Scott Dixon expects the strategy employed by Team Penske and Chip Ganassi Racing in the first of this weekend's IndyCar races at Road America will be copied in race two

The Chip Ganassi Racing driver maintained his unbeaten start to the season despite only qualifying 10th, leading Team Penske's Will Power and rookie Alex Palou.

Power revealed the benefit of the undercut when he stopped on lap 12 to switch from Firestone's softer alternate compound to a set of primary tires, and vaulted from 10th to third.

Dale Coyne Racing with Team Goh's Palou did the same, and he too moved forward from ninth to fourth.

Ganassi appeared to learn swiftly from such tactics and pulled Dixon in early at the second round of stops, where polesitter Josef Newgarden dropped out of contention after stalling in the pits.

Five-time series champion Dixon then found himself second to Power, and went on to win after a fumbled pitstop for Power.

Dixon said the benefit of the undercut "unexpected" and admitted to being "shocked" when his team radioed to say his battle with Power was for the race lead.

"I thought they must have the timing and scoring wrong, how did we jump five cars in that one pit stop exchange?" he said.

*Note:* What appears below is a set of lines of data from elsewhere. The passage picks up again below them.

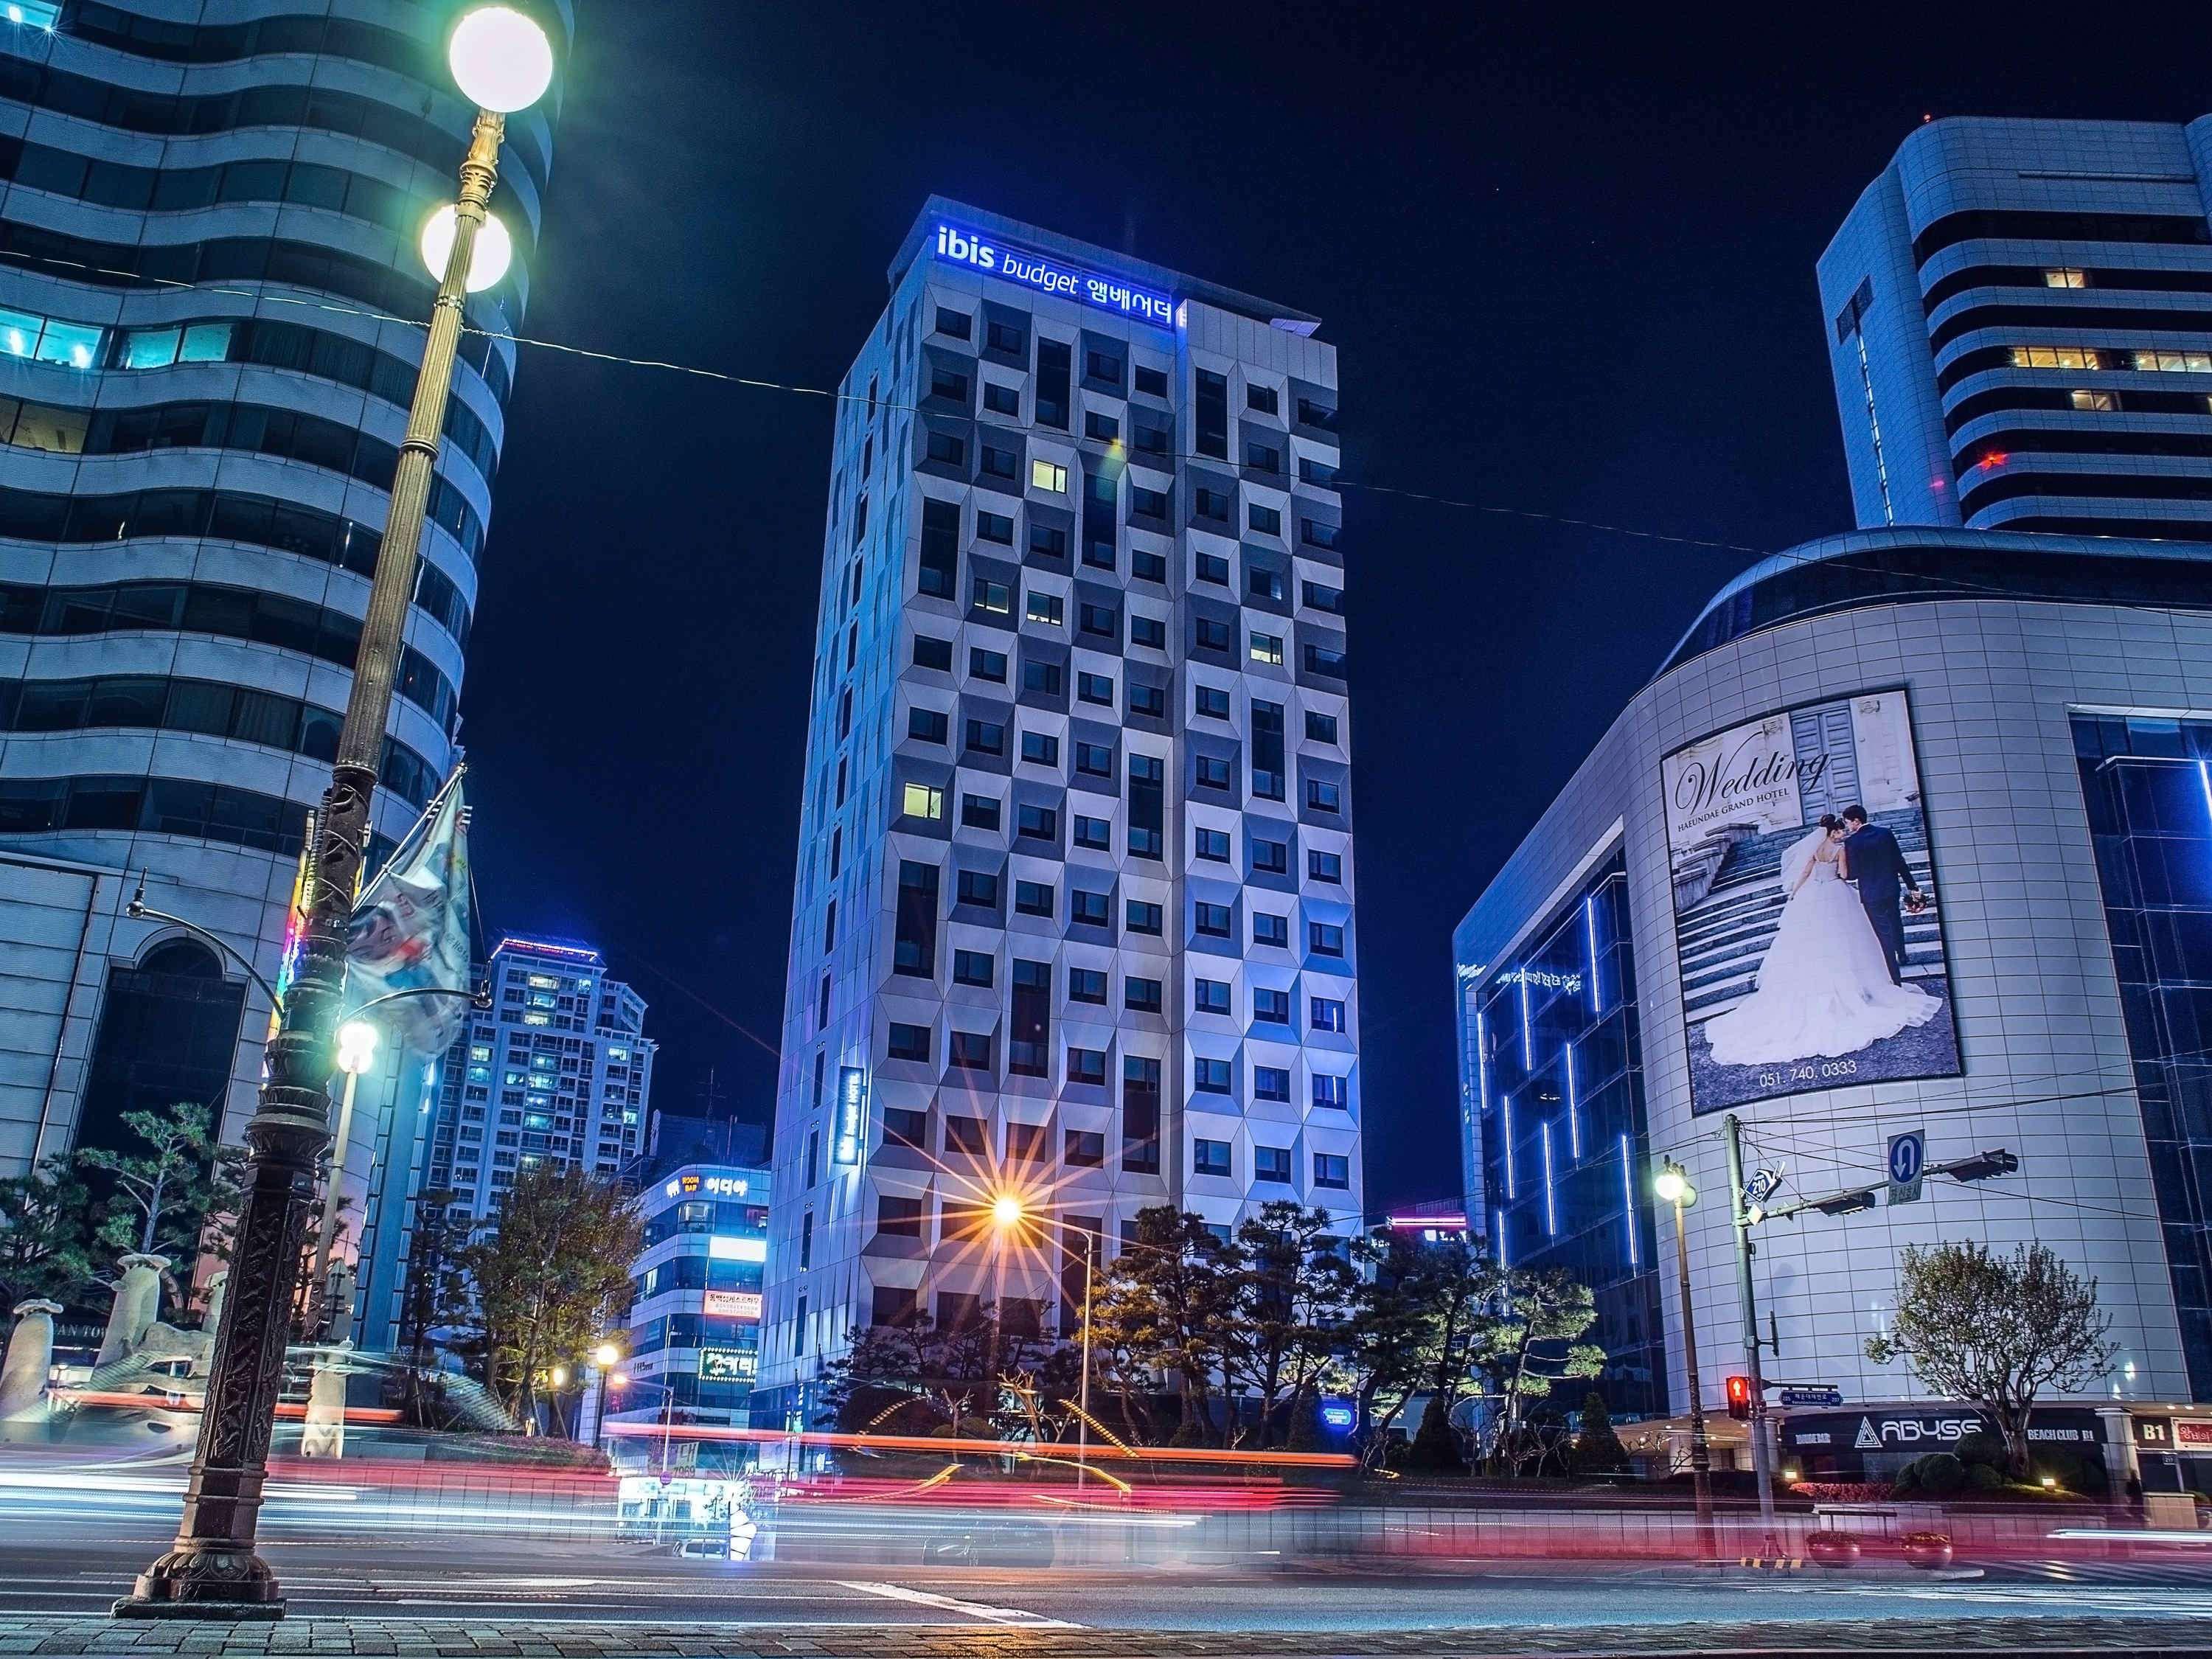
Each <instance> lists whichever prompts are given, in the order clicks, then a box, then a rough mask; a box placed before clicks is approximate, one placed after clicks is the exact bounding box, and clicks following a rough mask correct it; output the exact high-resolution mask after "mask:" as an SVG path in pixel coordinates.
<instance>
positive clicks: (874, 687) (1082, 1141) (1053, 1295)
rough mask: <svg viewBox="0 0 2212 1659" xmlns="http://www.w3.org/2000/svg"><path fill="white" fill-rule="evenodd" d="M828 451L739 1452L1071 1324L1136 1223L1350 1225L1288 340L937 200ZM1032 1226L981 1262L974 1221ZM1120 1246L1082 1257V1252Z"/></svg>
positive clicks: (895, 285)
mask: <svg viewBox="0 0 2212 1659" xmlns="http://www.w3.org/2000/svg"><path fill="white" fill-rule="evenodd" d="M889 283H891V299H889V305H885V312H883V316H880V319H878V321H876V325H874V330H872V332H869V338H867V345H865V347H863V349H860V354H858V358H856V361H854V365H852V369H849V374H847V378H845V385H843V400H841V405H838V418H836V440H834V456H832V478H830V502H827V535H825V544H823V580H821V615H818V622H816V648H814V710H812V726H810V734H807V772H805V799H803V805H801V832H799V885H796V902H794V920H792V949H790V989H787V1002H785V1026H783V1075H781V1086H779V1099H776V1139H774V1148H776V1150H774V1194H776V1197H774V1217H772V1223H770V1228H772V1243H770V1252H768V1261H770V1274H768V1305H765V1321H768V1323H765V1329H763V1343H761V1383H763V1389H761V1394H757V1396H754V1411H757V1420H765V1418H768V1416H774V1413H779V1411H794V1409H801V1407H803V1394H805V1385H807V1383H810V1380H814V1378H818V1376H821V1367H823V1363H825V1360H830V1358H834V1356H836V1354H838V1352H843V1349H845V1345H847V1334H849V1332H852V1329H854V1327H860V1325H872V1323H876V1325H883V1323H896V1321H905V1318H911V1316H916V1314H927V1316H931V1318H936V1321H938V1323H949V1321H958V1318H962V1316H967V1314H971V1312H973V1310H975V1307H978V1305H987V1303H995V1305H998V1307H1000V1314H1002V1318H1004V1321H1006V1323H1009V1325H1022V1323H1031V1321H1033V1323H1037V1325H1040V1327H1046V1329H1051V1327H1053V1323H1055V1321H1057V1323H1060V1329H1066V1327H1068V1321H1071V1316H1073V1312H1075V1294H1071V1285H1079V1274H1082V1267H1079V1263H1082V1248H1084V1245H1082V1237H1084V1234H1086V1232H1091V1234H1097V1237H1104V1239H1106V1241H1117V1239H1121V1237H1124V1234H1126V1230H1128V1228H1130V1221H1133V1217H1135V1214H1137V1212H1139V1210H1144V1208H1146V1206H1159V1203H1175V1206H1181V1208H1188V1210H1194V1212H1197V1214H1201V1217H1206V1219H1208V1221H1210V1223H1212V1225H1217V1228H1223V1230H1225V1228H1234V1225H1237V1221H1239V1219H1241V1217H1245V1214H1250V1212H1252V1210H1254V1208H1256V1206H1261V1203H1265V1201H1270V1199H1294V1201H1303V1203H1314V1206H1323V1208H1327V1210H1329V1212H1334V1214H1338V1217H1340V1219H1343V1232H1345V1234H1347V1237H1349V1234H1352V1230H1354V1228H1356V1225H1358V1214H1360V1128H1358V1126H1360V1084H1358V991H1356V978H1354V971H1356V942H1354V940H1356V931H1354V920H1352V787H1349V737H1352V732H1349V719H1347V708H1345V624H1343V586H1345V577H1343V551H1340V544H1338V526H1340V518H1343V513H1340V502H1338V495H1336V469H1338V440H1336V352H1334V347H1329V345H1325V343H1321V341H1318V338H1314V332H1316V327H1318V319H1314V316H1305V314H1301V312H1294V310H1290V307H1283V305H1274V303H1270V301H1263V299H1254V296H1252V294H1239V292H1230V290H1225V288H1217V285H1212V283H1206V281H1201V279H1194V276H1186V274H1181V272H1172V270H1166V268H1161V265H1152V263H1146V261H1141V259H1133V257H1126V254H1115V252H1108V250H1104V248H1093V246H1088V243H1079V241H1071V239H1066V237H1057V234H1053V232H1048V230H1040V228H1035V226H1022V223H1013V221H1009V219H1002V217H998V215H991V212H982V210H978V208H964V206H960V204H953V201H942V199H931V201H929V204H927V206H925V210H922V215H920V219H916V223H914V230H911V232H909V234H907V239H905V243H902V246H900V250H898V257H896V259H894V261H891V268H889ZM1006 1190H1011V1192H1018V1194H1022V1197H1024V1199H1026V1201H1029V1203H1033V1206H1042V1208H1044V1210H1046V1214H1048V1217H1051V1219H1048V1221H1046V1225H1044V1228H1042V1234H1037V1237H1033V1239H1009V1237H1002V1234H991V1232H989V1228H987V1225H984V1214H982V1210H984V1206H987V1203H989V1199H991V1197H995V1194H1000V1192H1006ZM1113 1250H1115V1245H1113V1243H1108V1245H1106V1254H1113Z"/></svg>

"The undercut was big today, so it will be interesting to see if a bunch of people jump on that.

"I think there will be a lot more people that are aggressive tomorrow with that strategy and that undercut because everybody can see how it works for them."

Why Ganassi is excelling

Dixon explained that IndyCar teams are still in a process of learning how the aeroscreen-equipped cars' revised weight distribution and centre of gravity impacts on the tires.

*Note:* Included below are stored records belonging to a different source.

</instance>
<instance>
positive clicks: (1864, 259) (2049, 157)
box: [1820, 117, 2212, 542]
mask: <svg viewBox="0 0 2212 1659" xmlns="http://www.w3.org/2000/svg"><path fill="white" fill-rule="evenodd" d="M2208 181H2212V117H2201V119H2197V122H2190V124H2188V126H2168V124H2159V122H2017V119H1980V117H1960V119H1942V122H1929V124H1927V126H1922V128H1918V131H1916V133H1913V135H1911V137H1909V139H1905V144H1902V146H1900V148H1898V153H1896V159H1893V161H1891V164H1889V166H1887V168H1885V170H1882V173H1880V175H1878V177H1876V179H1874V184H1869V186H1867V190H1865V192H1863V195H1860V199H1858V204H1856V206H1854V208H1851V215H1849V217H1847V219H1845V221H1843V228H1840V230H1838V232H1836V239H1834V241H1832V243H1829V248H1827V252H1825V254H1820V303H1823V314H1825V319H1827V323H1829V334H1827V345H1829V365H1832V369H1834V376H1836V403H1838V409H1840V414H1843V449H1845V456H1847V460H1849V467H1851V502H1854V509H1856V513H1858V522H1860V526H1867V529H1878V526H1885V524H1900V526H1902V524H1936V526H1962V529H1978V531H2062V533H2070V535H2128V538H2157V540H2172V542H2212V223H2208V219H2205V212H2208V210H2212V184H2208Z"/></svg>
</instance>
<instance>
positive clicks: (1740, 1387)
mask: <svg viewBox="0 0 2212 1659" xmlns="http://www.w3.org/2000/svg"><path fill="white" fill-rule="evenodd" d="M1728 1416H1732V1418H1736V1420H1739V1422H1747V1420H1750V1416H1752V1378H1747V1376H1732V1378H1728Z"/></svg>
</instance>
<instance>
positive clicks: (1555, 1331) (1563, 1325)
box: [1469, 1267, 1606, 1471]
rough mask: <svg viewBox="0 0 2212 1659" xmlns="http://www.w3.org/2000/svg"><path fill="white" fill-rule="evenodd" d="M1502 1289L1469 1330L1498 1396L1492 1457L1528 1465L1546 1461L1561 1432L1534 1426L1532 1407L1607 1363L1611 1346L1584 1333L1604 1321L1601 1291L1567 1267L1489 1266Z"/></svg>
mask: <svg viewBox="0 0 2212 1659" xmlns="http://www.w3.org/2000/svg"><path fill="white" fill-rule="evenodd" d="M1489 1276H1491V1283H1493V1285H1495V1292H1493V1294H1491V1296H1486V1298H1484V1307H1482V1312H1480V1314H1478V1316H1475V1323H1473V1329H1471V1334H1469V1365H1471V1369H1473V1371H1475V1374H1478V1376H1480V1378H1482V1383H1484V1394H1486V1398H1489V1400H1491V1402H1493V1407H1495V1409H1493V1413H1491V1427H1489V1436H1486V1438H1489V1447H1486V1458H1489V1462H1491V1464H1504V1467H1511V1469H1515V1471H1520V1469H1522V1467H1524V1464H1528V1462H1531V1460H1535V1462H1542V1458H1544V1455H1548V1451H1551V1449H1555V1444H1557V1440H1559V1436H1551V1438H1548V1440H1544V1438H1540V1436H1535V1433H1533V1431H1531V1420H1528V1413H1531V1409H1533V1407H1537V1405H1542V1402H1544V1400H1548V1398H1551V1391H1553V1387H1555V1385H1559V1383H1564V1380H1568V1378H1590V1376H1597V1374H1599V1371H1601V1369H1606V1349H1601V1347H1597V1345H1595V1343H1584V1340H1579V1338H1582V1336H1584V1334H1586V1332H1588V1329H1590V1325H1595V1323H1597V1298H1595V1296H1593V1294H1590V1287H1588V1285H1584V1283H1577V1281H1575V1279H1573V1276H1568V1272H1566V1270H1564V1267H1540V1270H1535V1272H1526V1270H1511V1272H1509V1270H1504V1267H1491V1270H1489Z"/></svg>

He feels Ganassi's squad is responding better than its rivals to the highly compressed schedule of the current race weekends, with the first race starting less than five hours after first practice had ended.

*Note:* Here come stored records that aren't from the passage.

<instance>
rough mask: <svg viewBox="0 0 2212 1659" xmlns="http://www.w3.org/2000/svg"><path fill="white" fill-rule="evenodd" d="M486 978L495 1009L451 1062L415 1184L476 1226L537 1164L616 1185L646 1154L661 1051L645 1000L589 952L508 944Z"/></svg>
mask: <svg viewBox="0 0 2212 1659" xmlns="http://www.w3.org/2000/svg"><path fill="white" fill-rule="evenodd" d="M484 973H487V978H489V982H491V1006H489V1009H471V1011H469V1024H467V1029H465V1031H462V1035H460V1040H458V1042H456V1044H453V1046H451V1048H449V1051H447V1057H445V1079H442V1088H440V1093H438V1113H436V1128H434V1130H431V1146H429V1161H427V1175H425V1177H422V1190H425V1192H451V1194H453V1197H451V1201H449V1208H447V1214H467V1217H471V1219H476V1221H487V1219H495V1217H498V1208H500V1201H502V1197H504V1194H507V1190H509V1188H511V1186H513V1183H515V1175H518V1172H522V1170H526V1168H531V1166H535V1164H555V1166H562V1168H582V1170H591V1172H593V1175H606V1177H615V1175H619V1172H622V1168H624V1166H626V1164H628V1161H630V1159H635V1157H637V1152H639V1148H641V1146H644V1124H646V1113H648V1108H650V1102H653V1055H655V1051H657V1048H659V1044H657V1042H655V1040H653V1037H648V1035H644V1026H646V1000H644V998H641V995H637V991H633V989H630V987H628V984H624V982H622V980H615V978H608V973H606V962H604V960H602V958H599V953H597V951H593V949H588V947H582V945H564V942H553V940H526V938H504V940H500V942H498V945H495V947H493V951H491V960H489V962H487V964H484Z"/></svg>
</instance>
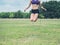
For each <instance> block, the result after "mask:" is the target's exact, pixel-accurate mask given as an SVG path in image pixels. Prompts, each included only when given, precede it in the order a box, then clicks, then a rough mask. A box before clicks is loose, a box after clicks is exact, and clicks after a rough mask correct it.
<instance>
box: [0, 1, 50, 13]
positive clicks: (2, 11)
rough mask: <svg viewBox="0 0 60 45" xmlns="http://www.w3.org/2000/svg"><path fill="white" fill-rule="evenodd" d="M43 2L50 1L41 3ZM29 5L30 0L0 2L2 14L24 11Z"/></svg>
mask: <svg viewBox="0 0 60 45" xmlns="http://www.w3.org/2000/svg"><path fill="white" fill-rule="evenodd" d="M43 1H49V0H41V2H43ZM28 4H29V0H0V12H16V11H18V10H21V11H23V10H24V9H25V8H26V7H27V6H28ZM28 10H30V9H28ZM28 10H27V11H28Z"/></svg>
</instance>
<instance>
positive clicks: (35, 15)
mask: <svg viewBox="0 0 60 45" xmlns="http://www.w3.org/2000/svg"><path fill="white" fill-rule="evenodd" d="M37 18H38V13H36V14H34V19H33V21H34V22H36V21H37Z"/></svg>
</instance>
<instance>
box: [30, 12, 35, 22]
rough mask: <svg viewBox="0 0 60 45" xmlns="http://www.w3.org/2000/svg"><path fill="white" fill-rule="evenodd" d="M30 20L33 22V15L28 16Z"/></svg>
mask: <svg viewBox="0 0 60 45" xmlns="http://www.w3.org/2000/svg"><path fill="white" fill-rule="evenodd" d="M30 20H31V21H33V20H34V14H33V13H32V14H31V15H30Z"/></svg>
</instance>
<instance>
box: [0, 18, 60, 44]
mask: <svg viewBox="0 0 60 45" xmlns="http://www.w3.org/2000/svg"><path fill="white" fill-rule="evenodd" d="M0 45H60V19H39V20H38V21H37V22H30V20H29V19H0Z"/></svg>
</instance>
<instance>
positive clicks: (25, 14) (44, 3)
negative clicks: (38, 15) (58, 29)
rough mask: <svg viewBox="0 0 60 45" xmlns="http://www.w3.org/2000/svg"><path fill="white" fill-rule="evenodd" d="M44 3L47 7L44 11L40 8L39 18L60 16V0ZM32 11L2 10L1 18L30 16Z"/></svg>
mask: <svg viewBox="0 0 60 45" xmlns="http://www.w3.org/2000/svg"><path fill="white" fill-rule="evenodd" d="M42 5H43V6H44V7H45V8H46V9H47V11H44V10H42V9H40V14H39V18H60V1H59V2H58V1H49V2H43V3H42ZM30 14H31V12H29V13H27V12H22V11H20V10H18V11H17V12H1V13H0V18H29V17H30Z"/></svg>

PLUS: How Ganassi's pursuit of perfection is paying off

"We didn't particularly have great speed this morning or even in qualifying, the problem right now is there's no time," said Dixon.

"[We had] 1hr15min practice, where typically we would have a couple of hours in practice and those sessions would be split - you get some downtime, a bit of time to look at data.

"There's no time to process any of that stuff right now, you're definitely flying by the seat of your pants a little bit.

"These doubleheaders for the crew and the team are just brutal."

Graham Rahal had been running second to Newgarden when he suffered refuelling problems at his first pitstop that dropped him back to 11th.

Rahal said he believed he had a car capable of scoring his first win since Detroit 2017, but conceded that Dixon is currently in a different league.

"Dixie is in a world of his own right now," said Rahal.

"All of the bounces are certainly going his way, too.

"And that happens in racing. It happened for us in 2015, and we're working on getting back in that position."